Not enough, not enough power…
Leon turned and ran again, horrified at having to retreat, afraid of what would happen to Ada when he left the crocodile behind, but knowing that it would take another fifty rounds to stop it – that or a nuclear blast, and why was he still thinking, he needed to get away and then worry about what to do.
Hang on, Ada…
The booming steps of the giant filled his ears as he ran past the boxes, past the row of steel cylinders and stopped running. His instincts cried out for sanity, but he had an idea – and as the terrible lizard took another twisting, thundering step, Leon turned and went back.
Let this work, it works in the movies, please God be listening…

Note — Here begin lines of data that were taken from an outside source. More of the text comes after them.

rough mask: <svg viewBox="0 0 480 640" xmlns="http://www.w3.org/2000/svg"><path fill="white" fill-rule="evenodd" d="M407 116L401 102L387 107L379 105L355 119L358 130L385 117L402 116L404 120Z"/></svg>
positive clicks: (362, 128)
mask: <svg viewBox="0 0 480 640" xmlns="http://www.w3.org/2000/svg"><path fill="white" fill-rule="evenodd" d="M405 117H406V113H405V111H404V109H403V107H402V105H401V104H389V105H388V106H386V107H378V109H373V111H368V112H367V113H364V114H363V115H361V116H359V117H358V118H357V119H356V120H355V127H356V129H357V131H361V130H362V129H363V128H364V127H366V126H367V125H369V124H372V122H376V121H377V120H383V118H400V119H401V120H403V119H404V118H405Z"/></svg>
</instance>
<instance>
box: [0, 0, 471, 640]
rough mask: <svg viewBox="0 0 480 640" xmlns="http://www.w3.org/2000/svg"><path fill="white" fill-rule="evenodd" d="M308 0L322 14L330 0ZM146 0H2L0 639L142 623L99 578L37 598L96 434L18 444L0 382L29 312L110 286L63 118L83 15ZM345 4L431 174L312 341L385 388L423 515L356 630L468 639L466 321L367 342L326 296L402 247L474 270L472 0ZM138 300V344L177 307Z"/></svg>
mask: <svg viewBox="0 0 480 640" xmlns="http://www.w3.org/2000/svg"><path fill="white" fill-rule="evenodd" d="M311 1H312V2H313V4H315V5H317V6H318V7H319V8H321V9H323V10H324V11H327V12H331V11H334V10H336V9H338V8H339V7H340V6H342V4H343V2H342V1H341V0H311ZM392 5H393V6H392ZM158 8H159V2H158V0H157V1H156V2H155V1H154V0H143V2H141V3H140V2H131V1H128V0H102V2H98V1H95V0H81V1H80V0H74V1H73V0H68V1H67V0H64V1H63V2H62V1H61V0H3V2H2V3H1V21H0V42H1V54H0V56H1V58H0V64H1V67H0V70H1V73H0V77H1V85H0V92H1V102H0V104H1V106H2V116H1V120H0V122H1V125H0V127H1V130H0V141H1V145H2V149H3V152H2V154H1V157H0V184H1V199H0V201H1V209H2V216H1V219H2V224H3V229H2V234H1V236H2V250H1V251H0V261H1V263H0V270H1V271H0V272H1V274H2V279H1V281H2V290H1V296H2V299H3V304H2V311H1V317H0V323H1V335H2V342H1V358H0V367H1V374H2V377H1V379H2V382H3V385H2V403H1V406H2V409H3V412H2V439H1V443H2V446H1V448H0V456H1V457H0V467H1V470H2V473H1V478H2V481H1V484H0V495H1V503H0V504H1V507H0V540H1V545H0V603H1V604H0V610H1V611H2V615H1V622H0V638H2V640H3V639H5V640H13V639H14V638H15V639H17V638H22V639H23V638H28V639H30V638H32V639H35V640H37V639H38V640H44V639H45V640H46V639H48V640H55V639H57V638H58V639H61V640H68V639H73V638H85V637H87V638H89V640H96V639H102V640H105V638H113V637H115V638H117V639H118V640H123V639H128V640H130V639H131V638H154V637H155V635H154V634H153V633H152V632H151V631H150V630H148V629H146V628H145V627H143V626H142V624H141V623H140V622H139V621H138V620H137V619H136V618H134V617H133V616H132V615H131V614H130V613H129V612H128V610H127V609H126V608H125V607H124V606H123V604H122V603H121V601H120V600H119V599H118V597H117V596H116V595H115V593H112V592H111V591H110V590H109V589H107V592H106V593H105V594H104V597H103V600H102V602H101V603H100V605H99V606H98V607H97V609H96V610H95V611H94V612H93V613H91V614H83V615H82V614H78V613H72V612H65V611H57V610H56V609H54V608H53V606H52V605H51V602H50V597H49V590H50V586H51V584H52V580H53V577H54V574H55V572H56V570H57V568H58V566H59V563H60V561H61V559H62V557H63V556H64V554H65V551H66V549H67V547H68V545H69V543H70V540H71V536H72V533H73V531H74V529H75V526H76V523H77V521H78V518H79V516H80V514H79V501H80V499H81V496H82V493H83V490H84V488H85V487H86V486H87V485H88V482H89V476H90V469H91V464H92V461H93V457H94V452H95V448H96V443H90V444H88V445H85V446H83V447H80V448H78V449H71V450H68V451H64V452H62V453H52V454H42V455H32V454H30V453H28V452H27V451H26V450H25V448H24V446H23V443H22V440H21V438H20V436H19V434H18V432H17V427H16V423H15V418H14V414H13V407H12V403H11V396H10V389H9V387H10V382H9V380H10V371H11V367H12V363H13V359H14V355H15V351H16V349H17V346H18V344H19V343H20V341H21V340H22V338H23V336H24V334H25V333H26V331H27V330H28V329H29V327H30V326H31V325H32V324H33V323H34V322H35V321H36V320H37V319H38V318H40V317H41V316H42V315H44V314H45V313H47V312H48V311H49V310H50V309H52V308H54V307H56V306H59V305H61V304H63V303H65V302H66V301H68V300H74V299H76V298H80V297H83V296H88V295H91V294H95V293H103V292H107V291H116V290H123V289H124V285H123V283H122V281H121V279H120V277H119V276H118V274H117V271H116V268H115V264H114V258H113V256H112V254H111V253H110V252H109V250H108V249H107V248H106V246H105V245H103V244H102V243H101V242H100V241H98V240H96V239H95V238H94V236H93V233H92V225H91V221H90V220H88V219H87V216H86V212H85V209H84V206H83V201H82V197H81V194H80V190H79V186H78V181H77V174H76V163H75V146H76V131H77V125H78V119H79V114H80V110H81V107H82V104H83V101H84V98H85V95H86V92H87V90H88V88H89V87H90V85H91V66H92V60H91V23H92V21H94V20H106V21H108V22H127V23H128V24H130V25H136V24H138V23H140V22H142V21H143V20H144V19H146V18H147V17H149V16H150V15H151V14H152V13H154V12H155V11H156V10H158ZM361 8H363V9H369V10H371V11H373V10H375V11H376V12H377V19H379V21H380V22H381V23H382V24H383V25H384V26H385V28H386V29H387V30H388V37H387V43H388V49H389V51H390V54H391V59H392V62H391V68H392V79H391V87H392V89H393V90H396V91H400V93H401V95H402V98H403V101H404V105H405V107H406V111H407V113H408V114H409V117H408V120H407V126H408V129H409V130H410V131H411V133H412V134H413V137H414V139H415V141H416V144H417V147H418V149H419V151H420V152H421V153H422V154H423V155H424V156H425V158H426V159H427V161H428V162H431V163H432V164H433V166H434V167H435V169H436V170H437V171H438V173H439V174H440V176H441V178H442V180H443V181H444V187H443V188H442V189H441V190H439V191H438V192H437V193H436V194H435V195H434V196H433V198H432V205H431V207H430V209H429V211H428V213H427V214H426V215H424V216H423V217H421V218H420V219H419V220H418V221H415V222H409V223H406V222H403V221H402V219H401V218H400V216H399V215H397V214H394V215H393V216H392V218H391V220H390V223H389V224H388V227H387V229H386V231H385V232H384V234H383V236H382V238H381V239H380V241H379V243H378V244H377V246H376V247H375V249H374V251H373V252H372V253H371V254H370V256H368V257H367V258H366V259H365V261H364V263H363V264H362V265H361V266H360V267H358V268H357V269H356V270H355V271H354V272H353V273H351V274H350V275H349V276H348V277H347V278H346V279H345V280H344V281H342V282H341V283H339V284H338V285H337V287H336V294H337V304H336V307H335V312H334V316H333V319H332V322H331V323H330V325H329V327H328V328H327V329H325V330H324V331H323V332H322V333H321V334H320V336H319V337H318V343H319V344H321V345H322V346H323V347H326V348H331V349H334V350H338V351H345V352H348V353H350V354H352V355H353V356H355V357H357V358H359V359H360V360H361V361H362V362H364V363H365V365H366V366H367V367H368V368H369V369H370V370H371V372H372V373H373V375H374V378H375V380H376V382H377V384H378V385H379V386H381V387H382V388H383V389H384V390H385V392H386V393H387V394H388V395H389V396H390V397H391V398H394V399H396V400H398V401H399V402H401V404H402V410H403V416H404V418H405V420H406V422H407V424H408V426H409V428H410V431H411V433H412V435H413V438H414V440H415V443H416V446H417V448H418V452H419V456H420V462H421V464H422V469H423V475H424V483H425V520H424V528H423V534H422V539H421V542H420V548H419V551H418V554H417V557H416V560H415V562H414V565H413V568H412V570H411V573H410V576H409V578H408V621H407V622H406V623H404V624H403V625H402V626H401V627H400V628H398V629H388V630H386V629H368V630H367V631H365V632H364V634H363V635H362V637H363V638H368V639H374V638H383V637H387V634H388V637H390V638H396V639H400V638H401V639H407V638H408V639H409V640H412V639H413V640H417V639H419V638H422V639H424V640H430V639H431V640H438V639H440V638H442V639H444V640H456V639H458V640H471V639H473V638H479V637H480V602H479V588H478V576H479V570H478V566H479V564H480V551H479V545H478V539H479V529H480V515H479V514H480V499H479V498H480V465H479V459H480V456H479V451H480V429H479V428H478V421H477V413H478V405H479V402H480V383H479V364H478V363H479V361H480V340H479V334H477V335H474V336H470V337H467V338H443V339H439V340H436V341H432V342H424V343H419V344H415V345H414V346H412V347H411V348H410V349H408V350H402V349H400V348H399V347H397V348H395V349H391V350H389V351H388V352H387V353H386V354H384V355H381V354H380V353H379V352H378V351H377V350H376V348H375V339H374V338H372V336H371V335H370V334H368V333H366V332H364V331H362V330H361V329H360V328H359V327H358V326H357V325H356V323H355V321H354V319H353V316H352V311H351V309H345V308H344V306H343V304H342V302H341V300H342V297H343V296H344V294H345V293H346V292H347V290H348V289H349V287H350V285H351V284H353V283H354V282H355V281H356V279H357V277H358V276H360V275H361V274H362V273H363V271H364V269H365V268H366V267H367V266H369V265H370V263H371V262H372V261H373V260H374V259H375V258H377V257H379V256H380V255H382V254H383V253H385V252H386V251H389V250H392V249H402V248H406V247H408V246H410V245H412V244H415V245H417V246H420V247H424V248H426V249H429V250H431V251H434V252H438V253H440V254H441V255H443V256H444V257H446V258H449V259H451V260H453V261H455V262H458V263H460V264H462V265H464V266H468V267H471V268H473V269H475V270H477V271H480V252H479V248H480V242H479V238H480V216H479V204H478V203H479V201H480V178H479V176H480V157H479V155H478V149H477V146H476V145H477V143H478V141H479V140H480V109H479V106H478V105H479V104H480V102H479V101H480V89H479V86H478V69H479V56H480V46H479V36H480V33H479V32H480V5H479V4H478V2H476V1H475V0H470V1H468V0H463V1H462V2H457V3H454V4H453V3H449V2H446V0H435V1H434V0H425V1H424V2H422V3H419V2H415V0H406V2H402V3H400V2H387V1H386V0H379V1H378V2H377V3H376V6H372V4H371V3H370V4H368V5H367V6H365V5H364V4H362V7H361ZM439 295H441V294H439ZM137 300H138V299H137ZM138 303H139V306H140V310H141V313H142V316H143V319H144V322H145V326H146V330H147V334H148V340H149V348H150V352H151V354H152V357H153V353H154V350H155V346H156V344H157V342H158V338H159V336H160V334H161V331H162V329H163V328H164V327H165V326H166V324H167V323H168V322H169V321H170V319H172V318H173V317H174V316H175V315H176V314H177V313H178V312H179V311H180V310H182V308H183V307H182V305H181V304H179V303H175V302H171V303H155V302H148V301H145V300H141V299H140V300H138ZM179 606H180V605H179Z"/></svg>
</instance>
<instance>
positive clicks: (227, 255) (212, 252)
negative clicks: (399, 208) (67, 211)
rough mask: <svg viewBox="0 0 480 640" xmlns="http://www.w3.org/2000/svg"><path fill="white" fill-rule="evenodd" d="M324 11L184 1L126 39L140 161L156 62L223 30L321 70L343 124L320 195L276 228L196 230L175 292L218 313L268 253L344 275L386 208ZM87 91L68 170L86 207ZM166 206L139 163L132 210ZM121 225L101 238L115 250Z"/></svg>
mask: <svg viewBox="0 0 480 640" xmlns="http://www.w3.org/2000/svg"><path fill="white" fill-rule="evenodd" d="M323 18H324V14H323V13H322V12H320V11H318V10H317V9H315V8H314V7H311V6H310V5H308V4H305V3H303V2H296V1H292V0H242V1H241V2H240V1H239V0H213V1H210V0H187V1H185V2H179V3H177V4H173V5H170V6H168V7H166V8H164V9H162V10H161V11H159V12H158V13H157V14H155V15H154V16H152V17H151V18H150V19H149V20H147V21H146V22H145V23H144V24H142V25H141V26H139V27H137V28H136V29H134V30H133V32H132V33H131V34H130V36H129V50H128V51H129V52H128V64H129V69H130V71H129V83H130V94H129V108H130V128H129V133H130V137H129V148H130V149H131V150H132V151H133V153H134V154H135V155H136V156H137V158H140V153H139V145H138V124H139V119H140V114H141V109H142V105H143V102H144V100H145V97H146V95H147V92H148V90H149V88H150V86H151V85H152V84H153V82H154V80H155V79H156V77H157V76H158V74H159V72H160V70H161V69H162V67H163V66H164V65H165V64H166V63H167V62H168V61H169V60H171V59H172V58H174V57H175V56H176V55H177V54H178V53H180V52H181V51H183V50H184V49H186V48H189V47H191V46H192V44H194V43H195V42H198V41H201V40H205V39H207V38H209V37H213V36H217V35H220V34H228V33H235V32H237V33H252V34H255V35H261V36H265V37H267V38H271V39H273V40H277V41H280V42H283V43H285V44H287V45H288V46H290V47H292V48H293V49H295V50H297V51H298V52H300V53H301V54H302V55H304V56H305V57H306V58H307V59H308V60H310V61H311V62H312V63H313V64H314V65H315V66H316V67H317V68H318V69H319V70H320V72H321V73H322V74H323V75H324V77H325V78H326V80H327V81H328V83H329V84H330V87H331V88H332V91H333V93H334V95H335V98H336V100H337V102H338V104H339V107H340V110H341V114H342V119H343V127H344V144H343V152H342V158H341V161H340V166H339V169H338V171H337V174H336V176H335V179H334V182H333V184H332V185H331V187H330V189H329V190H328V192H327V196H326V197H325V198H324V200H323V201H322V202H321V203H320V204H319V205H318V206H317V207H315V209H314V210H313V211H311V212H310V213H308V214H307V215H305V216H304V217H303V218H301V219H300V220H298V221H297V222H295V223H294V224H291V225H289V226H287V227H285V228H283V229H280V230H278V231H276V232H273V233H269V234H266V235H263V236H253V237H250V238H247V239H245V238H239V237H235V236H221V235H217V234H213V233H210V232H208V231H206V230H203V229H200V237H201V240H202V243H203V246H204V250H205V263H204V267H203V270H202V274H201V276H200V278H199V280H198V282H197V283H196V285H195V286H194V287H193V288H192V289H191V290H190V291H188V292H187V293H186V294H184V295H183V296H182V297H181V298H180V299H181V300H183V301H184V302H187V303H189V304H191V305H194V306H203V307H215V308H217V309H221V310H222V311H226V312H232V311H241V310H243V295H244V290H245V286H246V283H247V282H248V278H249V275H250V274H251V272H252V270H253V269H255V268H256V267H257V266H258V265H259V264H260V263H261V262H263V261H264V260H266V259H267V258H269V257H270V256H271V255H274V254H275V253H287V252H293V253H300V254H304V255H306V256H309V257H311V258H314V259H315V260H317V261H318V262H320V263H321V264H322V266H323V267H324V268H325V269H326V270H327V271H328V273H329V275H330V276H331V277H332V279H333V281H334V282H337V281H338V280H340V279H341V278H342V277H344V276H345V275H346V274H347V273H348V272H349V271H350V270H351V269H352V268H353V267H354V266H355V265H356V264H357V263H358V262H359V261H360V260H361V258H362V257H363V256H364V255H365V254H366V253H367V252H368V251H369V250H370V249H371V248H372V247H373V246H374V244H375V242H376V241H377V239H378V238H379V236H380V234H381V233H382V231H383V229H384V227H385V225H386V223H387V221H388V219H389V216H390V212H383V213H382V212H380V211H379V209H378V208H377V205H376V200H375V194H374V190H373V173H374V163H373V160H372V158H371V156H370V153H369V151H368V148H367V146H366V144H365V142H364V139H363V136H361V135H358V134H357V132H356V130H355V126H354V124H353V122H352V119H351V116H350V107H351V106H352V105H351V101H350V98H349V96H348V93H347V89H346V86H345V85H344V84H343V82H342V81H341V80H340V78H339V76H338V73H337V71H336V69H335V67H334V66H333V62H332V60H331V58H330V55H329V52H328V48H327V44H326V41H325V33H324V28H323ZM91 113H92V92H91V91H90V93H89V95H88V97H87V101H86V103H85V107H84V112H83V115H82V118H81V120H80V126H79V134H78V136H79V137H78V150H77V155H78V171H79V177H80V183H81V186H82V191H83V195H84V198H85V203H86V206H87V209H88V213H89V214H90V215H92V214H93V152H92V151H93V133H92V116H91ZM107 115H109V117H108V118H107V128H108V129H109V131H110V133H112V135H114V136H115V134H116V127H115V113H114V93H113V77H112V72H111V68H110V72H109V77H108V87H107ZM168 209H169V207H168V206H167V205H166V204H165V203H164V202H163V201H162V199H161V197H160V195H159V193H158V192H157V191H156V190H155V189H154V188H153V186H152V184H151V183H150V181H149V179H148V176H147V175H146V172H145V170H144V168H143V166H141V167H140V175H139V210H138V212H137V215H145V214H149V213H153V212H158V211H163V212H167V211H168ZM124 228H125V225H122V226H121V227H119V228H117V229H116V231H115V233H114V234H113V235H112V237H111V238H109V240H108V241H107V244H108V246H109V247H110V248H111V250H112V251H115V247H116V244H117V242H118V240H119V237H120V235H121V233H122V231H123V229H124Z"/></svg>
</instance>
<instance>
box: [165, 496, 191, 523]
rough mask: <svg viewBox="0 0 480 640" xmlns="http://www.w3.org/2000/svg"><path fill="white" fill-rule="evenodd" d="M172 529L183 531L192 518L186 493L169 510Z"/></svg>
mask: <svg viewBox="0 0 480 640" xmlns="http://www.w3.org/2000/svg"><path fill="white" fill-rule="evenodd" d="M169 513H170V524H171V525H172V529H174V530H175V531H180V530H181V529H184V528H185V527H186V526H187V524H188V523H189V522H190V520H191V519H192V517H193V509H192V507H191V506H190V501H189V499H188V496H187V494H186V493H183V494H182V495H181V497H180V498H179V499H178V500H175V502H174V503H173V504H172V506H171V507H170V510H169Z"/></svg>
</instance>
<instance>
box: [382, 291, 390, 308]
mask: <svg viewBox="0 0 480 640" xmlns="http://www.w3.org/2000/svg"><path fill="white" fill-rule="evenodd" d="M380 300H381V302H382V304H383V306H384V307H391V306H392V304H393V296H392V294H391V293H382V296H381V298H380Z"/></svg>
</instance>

The row of five gleaming canisters was inset on a thick shelf cut into the wall, held into place by a steel cable. There was a release button for the cable on the side of the shelf. Leon slapped it, and the heavy wire drooped, one looped end falling to the floor. Dropping the shotgun, he grabbed the closest of the cylinders, his muscles straining, blood pouring from his injured arm. He could feel thin, trickling trails of it sliding down his sweat-slick chest but didn't stop, rocking back on his heels to free the can of compressed gas.
… there!
Leon jumped back as the silver can fell off the shelf, hitting the ground and rolling a few inches. He looked up and saw that the croc had covered another fifty feet – close enough for him to see the dull, dirty pits in its six-inch teeth as it roared again, close enough for him to smell the rotting-meat stench of its hot breath only a second later. Leon raised one boot to the canister and shoved with all he had, the can lazily rolling back toward the gaining lizard. By some incredible stroke of fortune, the corridor floor had some slant to it; the two– hundred-plus pounds of cylinder seemed to pick up speed, spinning in the croc's direction in a loose semicircle. Backing away, he yanked the Magnum from his belt and pointed it at the shining can, forcing his fingers not to pull the trigger. The crocodile plodded forward, its tail slapping the walls so hard that stone dust rained down with each violent whip. Leon was in a state of total awe, in the grip of an instinctual terror so deep that it was all he could do not to turn and flee.